Before measurement, a standard curve of niclosamide concentration detection is drawn according to the prepared niclosamide standard solution, and the standard deviation is measured. The specific operation is as follows: and preparing a 60mg/L niclosamide methanol solution, diluting the solution into standard solutions of 30mg/L, 6mg/L, 3mg/L, 0.6mg/L and 0.3mg/L respectively, and determining according to chromatographic conditions to obtain a standard curve for detecting the concentration of niclosamide. The peak areas of the chromatograms were linearly regressed with concentration. The standard curve is shown in figure 2, and the regression equation is that y is 19.668x-3.7227,R 2 The linear relationship is good at 0.9998. Standard solutions of 60, 6 and 0.6mg/L were prepared, and measured 7 times respectively to calculate the precision. 60. The Relative Standard Deviations (RSD) of 6 and 0.6mg/L were 0.68%, 0.62% and 2.13%, respectively.
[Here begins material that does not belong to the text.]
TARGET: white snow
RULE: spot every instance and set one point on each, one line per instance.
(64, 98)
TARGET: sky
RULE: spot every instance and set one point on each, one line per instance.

3. Results of the experiment
As shown in fig. 3, the cumulative release efficiency of niclosamide in the hydrogel was measured. 5.39 +/-0.24%, 10.45 +/-0.18% and 6.45 +/-0.18% niclosamide are respectively released from the gelatin group, the collagen group and the two-component gel group in the hydrogel for 30 min; after 72h, 24.94 + -0.78%, 68.45 + -1.20% and 36.45 + -1.20% of niclosamide were released from the gelatin group, the collagen group and the two-component gel group, respectively. The gelatin group, the collagen group and the two-component gel group can respectively release 43.78 +/-2.67 percent, 76.14 +/-1.25 percent and 51.96 +/-1.26 percent of niclosamide within 240 hours. The 480 hour gelatin group, collagen group and two-component gel group were able to release 43.59 + -1.14%, 77.67 + -1.11% and 51.24 + -1.11% niclosamide, respectively. The results show that the three hydrogels can gradually release molecules wrapped in the gelatin into the solution, and all have certain drug slow-release capacity, thereby meeting the drug slow-release requirement of the biological material. In addition, the release rates of the three hydrogels are different, the collagen group is obviously higher than the hydrogel of the two components and the gelatin group in the aspect of the early drug release rate, and about 70 percent of niclosamide can be released in 3 days. However, the retention time of the medicine in the bi-component hydrogel and the single-component gelatin group is longer than that of the collagen hydrogel, and compared with the bi-component hydrogel of the S-VCL-S3 and the gelatin and the collagen hydrogel, the bi-component hydrogel can form more stable hydrogel, the aqueous solution of the gel surface is not easy to dilute, the medicine release is slower, the retention time in the gel can reach 20 days, and the application prospect is better.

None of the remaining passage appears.